We all actually participate in this, men and women alike, but each have a different role. We are fully aware that God created men and women physically complimentary, but we have also been created mentally, emotionally and spiritually complimentary. This is not so we would make a competition out of our gifts and try to rank one as more important than another, but that our gifts would be of aid to one another, giving where the other is lacking and receiving where we are in need. If we each, men and women alike, live out what we are meant to be, then as Saint Catherine of Siena says, we will “set the world on fire.”
It was a woman who anointed Jesus’ feet with oil, women who walked the Passion with him, and women who prepared the spices after his burial. It was the apostles, all men, who were sent out two by two, who were given the authority to forgive sins, and who were present at the last supper.
At Pentecost we see very clearly the complimentary roles of the woman, Mother Mary, and the Apostles in the mission of church. In the Upper Room, the Holy Spirit breathes on them and the men were given life to go out and start the church. Mary was also there praying and interceding on their behalf. As their Mother, she played an important and complimentary role in the mission of the Church.
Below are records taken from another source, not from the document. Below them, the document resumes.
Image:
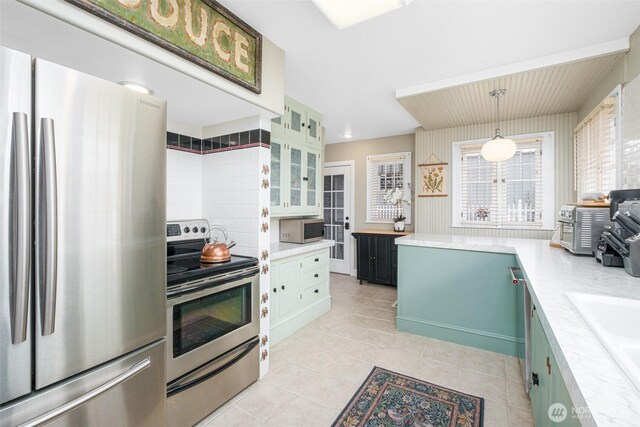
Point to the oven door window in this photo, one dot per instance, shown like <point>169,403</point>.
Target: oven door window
<point>199,321</point>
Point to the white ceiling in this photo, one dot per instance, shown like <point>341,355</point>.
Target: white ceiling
<point>350,75</point>
<point>550,90</point>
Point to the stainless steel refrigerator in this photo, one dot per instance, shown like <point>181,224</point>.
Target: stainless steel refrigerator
<point>82,248</point>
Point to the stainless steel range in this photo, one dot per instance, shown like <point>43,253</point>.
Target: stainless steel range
<point>212,325</point>
<point>581,227</point>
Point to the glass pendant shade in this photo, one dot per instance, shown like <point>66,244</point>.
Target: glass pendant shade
<point>498,149</point>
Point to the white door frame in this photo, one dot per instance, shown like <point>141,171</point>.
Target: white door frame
<point>352,167</point>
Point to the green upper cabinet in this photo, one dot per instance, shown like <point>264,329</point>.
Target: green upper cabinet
<point>295,121</point>
<point>314,128</point>
<point>277,127</point>
<point>296,166</point>
<point>278,175</point>
<point>295,172</point>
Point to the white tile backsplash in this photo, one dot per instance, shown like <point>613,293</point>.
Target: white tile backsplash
<point>184,185</point>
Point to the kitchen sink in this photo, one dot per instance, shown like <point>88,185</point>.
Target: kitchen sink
<point>615,322</point>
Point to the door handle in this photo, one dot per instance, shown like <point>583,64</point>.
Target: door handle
<point>68,407</point>
<point>47,225</point>
<point>20,212</point>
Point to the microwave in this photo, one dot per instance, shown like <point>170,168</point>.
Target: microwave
<point>301,230</point>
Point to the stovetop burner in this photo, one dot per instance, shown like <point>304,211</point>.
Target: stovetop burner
<point>183,263</point>
<point>174,269</point>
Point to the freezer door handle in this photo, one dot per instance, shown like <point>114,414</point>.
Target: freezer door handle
<point>47,225</point>
<point>96,392</point>
<point>20,214</point>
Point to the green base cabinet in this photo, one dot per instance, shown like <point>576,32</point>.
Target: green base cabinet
<point>550,400</point>
<point>465,297</point>
<point>299,292</point>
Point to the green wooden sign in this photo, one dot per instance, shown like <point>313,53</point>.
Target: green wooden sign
<point>202,31</point>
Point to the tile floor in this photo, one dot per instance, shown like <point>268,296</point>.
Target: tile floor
<point>315,371</point>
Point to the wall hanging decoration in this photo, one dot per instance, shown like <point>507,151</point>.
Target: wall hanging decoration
<point>433,178</point>
<point>399,199</point>
<point>201,31</point>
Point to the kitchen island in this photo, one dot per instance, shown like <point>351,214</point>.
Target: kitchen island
<point>299,286</point>
<point>594,381</point>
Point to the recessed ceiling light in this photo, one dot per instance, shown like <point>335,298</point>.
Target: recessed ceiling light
<point>138,87</point>
<point>344,13</point>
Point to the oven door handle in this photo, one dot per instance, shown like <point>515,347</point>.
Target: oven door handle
<point>174,293</point>
<point>210,369</point>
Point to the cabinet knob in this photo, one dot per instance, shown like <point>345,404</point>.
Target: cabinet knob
<point>534,379</point>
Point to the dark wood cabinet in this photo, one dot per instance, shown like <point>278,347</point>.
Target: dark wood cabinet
<point>377,256</point>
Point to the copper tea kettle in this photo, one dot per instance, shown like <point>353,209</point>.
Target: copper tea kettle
<point>216,251</point>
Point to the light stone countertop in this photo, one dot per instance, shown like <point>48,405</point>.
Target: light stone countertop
<point>283,250</point>
<point>593,378</point>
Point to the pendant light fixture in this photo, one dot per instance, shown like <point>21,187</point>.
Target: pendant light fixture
<point>498,148</point>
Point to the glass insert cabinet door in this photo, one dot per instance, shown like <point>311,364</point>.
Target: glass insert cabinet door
<point>202,320</point>
<point>311,171</point>
<point>276,173</point>
<point>334,213</point>
<point>296,177</point>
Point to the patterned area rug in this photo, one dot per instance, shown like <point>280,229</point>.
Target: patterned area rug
<point>389,399</point>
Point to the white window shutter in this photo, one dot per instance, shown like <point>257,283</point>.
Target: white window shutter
<point>386,172</point>
<point>511,193</point>
<point>595,150</point>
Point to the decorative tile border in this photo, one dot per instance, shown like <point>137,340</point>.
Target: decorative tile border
<point>233,141</point>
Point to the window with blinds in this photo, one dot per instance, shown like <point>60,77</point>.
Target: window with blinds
<point>595,147</point>
<point>516,193</point>
<point>387,172</point>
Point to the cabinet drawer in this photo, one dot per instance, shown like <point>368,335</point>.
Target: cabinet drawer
<point>315,293</point>
<point>316,260</point>
<point>314,277</point>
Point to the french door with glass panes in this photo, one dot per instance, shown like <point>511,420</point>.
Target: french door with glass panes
<point>337,215</point>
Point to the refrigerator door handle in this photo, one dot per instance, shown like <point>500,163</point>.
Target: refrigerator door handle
<point>47,225</point>
<point>70,406</point>
<point>21,214</point>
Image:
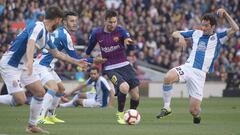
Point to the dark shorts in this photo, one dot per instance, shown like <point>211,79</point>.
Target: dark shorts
<point>123,74</point>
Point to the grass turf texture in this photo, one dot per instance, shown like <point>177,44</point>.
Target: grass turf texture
<point>220,116</point>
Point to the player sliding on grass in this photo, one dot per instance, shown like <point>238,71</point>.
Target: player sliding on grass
<point>205,48</point>
<point>44,66</point>
<point>112,40</point>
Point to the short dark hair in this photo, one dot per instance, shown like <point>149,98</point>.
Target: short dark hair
<point>53,12</point>
<point>69,13</point>
<point>210,17</point>
<point>95,68</point>
<point>110,14</point>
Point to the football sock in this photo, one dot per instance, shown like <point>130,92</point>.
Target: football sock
<point>167,91</point>
<point>72,103</point>
<point>47,102</point>
<point>7,100</point>
<point>134,104</point>
<point>55,103</point>
<point>121,101</point>
<point>35,108</point>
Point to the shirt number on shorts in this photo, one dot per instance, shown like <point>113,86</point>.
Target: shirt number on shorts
<point>179,70</point>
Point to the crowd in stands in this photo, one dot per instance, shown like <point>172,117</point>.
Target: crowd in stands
<point>150,23</point>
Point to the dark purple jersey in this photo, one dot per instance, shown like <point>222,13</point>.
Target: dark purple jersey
<point>111,44</point>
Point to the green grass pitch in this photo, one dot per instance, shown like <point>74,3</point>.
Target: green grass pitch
<point>220,116</point>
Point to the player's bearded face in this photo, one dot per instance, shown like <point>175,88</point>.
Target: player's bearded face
<point>207,27</point>
<point>111,23</point>
<point>72,23</point>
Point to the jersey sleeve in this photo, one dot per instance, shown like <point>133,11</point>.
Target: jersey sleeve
<point>125,33</point>
<point>68,46</point>
<point>92,42</point>
<point>36,32</point>
<point>222,36</point>
<point>187,34</point>
<point>105,84</point>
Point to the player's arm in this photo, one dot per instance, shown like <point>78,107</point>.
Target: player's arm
<point>91,43</point>
<point>59,55</point>
<point>79,87</point>
<point>234,27</point>
<point>126,37</point>
<point>33,34</point>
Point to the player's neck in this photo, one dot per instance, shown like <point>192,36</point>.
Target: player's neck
<point>48,25</point>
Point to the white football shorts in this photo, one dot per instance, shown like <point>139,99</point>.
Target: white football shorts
<point>194,78</point>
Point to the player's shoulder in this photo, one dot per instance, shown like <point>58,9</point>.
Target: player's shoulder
<point>38,25</point>
<point>120,28</point>
<point>102,79</point>
<point>97,30</point>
Each of these are equally important in the eyes of God and they are not to be ranked in human terms.
True equality between women and men has nothing to do with the material equality we so often feel resentment over. True equality actually has everything to do with who we were created to be through the eyes of God. The complimentary nature of men and women is reflected in the very design of God’s creation. Furthermore, it was validated by the mission of Jesus Christ and implemented through the handing on of the Holy Spirit.
Let us be grateful for the men who love God enough to say “yes” and bring us His body and blood. And let us be grateful for Our Mother Mary, who in following the continual call of the Heavenly Father, shall be called Blessed for all generations. Let us be grateful for one another, equally loved with different gifts.